60Ausgehend von diesem Diskussionsstand vermögen den Senat die Argumente der Antragsgegnerin und der Beigeladenen gegen die Anwendbarkeit des § 98 Nr. 4 GWB nicht zu überzeugen. Ursprünglich war der Antragsgegnerin kraft Staatsvertrages eine (andere Interessenten ausdrücklich ausschließende) Monopolstellung für die Nutzung der Wasserkraft bestimmter Flüsse in der Grenzregion eingeräumt worden. Das von der Antragsgegnerin vorgelegte Kartenmaterial belegt zwar, dass es bayernweit eine Reihe von Wasserkraftwerken gibt, maßgeblich ist jedoch die Region bzw. die weitere Umgebung der Flüsse, an denen sich die Anlagen der Antragsgegnerin befinden. Soweit die Antragsgegnerin andere Betreiber von Wasserkraftwerken an den fraglichen Grenzflüssen nennt, handelt es sich ganz überwiegend um Unternehmen, die unmittelbar oder mittelbar mit der Antragsgegnerin verflochten sind (Verbundkonzerne bzw. zur EON-Gruppe gehörende Unternehmen). Ein freier Wettbewerb kann hieraus nicht abgeleitet werden. Abgesehen davon bleibt unklar, wie weit entfernt diese Kraftwerke von den Anlagen der Antragsgegnerin liegen. Dass sich die Antragsgegnerin mittlerweile die Wasserkraft der Grenzflüsse mit anderen Konkurrenzunternehmen teilen müsste, also keine herausgehobene und privilegierte Marktstellung infolge des Staatsvertrages aus dem Jahr 1950 mehr hat, kann danach nicht festgestellt werden.
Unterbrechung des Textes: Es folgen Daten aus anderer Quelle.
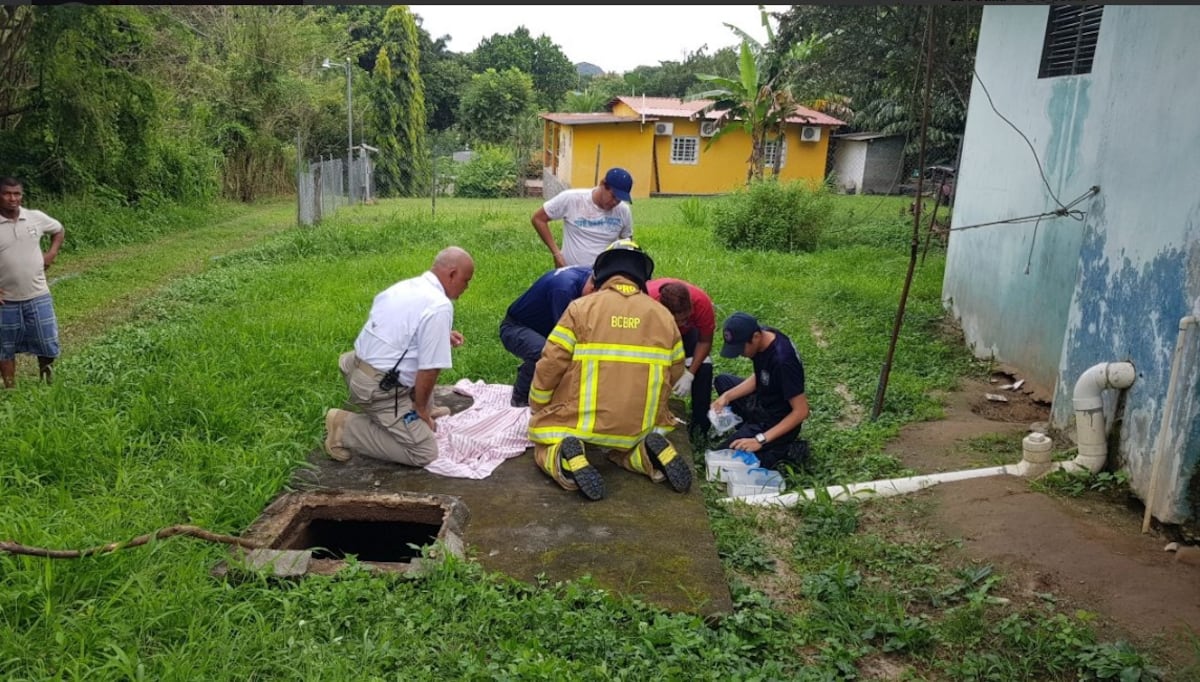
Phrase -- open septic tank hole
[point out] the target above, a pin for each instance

Auch der Hinweis der Antragsgegnerin und der Beigeladenen, jeder interessierte Unternehmer könne einen Antrag auf Nutzung der Wasserkraft der Grenzflüsse zur Energieerzeugung stellen, den die Behörde nicht unter Hinweis auf den Staatsvertrag aus dem Jahr 1950 ablehnen dürfe, vermag die rechtliche Beurteilung nicht in Frage zu stellen. Maßgeblich dürfte zum einen die tatsächliche Situation sein, die für eine herausgehobene, privilegierte Monopolstellung der Antragsgegnerin spricht. Zum anderen sind die rechtlichen und tatsächlichen Hürden für die Errichtung eines neuen Wasserkraftwerkes sehr hoch. Ein subjektiver Rechtsanspruch auf kommerzielle Nutzung der Energie von Flüssen sieht das Gesetz nicht vor, vielmehr besteht nur ein Anspruch auf fehlerfreie Ermessensausübung. Vorrang hat der Schutz der im Allgemeininteresse liegenden wasserrechtlichen Belange. Bei konkurrierenden Anlagen bzw. Vorhaben hat die Behörde eine Interessenabwägung vorzunehmen und eine Auswahlentscheidung zu treffen, wobei ihr die Rechtsprechung dabei einen weiten, nur eingeschränkt überprüfbaren Beurteilungsspielraum zubilligt (vgl. hierzu auch BayVGH vom 02.02.2010, Az. 8 BV 08.1113). Die Behörde kann und würde deshalb prüfen, ob bei Genehmigung eines weiteren Kraftwerks wasserrechtliche Belange gewahrt bleiben, was nicht der Fall ist, wenn das bereits bestehende Kraftwerk das schadlos nutzbare Potential des Gewässers bereits ausschöpft. Anders als bei einem Wegerecht oder der Nutzung einer natürlichen Ressource, deren Kapazität sich nicht verbraucht (z.B. Wind), kann deshalb die Tatsache, dass ein Unternehmen - wie die Antragsgegnerin - bereits befugtermaßen mehrere große Wasserkraftwerke betreibt, dazu führen, dass im regionalen Umfeld andere Konkurrenten keine realistische Chance auf Bewilligung eines weiteren Kraftwerks haben.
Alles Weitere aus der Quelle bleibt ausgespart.